J disappeared into the kitchen to look for a torch and any other utensil suitable for prodding the mouse back out into the open.  The rodent by this point was safely ensconced under my desk.  Somewhere.  In the dark.

 

Much crashing and bashing from the kitchen resulted in J returning with a broom and no torch.

"Seen the torch?" He asked.

"Last seen with Three," I said, referring to our three year old daughter.

"Oh," J said, allowing those two letters to convey the sense of hopelessness we now both feel whenever we realise an item has been in the possession of our daughter and is therefore most likely lost for the foreseeable future.

Having been standing on the chair for a good twenty minutes I, in common with the cat, was beginning to get bored.

Quickly re-arranging animal sleeping arrangements, I shut both dog and cat in the sitting room, from which the door into the office stood open.  "They can sort it out overnight," I said to J as we went to bed.

"That'll be cosy," J said, understated as usual.

 

This morning?  

No sign of the mouse.  Now named Marvollo by J and the children.  "He's part of our family!" I was told firmly by our daughter as she lay staring intently into the dark space under my desk drawers.  

Our son arrived with a piece of cheese.  "This will get him to come out," he said.  Sitting alongside our daughter and, with her, beginning to coo.  "Mousey, Mousey" the cried, while waving a piece of cheese each in figures of eight.

Dragged away reluctantly to school, I promised our son that his sister and I would look out for the mouse and let him know as soon as he returned home if we had seen Marvollo.

 

So, as I sit writing this I know that Marvollo the mouse is somewhere nearby.

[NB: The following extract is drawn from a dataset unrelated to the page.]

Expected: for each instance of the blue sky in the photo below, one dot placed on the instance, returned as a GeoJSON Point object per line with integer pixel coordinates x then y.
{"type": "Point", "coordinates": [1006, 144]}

Waiting.  Patiently.  To Pounce.

 

 

Update, Friday 5.30pm

While sorting the washing earlier this afternoon our daughter, who had been settled in front of the tv while I did the laundry, came running in.

"Mouse is back!" She said excitedly.

"Really? Where?" I screamed, heading for the nearest chair.

"It's having a sleep.  In the middle of the carpet.  With its eyes open!" Said our little girl excitedly.  This was good news and bad news.  Good that we knew where the mouse was. Bad that the only thing more frightening for me than a live mouse is a dead one.

"Where did it come from?" I asked.

"Jack (our dog) found him.  He gave him a kiss!" Our little girl was trying to prise me from the chair as she said this.

"Eeew!" was all I could manage.  

"Do you want me to get him for you?" Our daughter asked.  

"No thanks!" I was quite clear.  Then a thought struck me.  "He might be uncomfortable in the middle of the floor, perhaps you could put him in the dustpan and we'll let him sleep under the hedge."  This, I thought, was a Good Plan.

Wrong. 

Have you ever tried to direct a three year old prodding a 'sleeping' large mouse onto a dustpan, using the brush from a distance of about 10 feet?  

Easy in theory. Horrendous in practice.

However, eventually, our little girl managed to manoeuvre a, by that point slightly mangled, Marvollo onto the dustpan, out of the door and into the hedge.  All remotely controlled by me from a distance of at least 10 feet at all times.

 

RIP Marvollo.  Your contribution to our family was short lived, but eventful!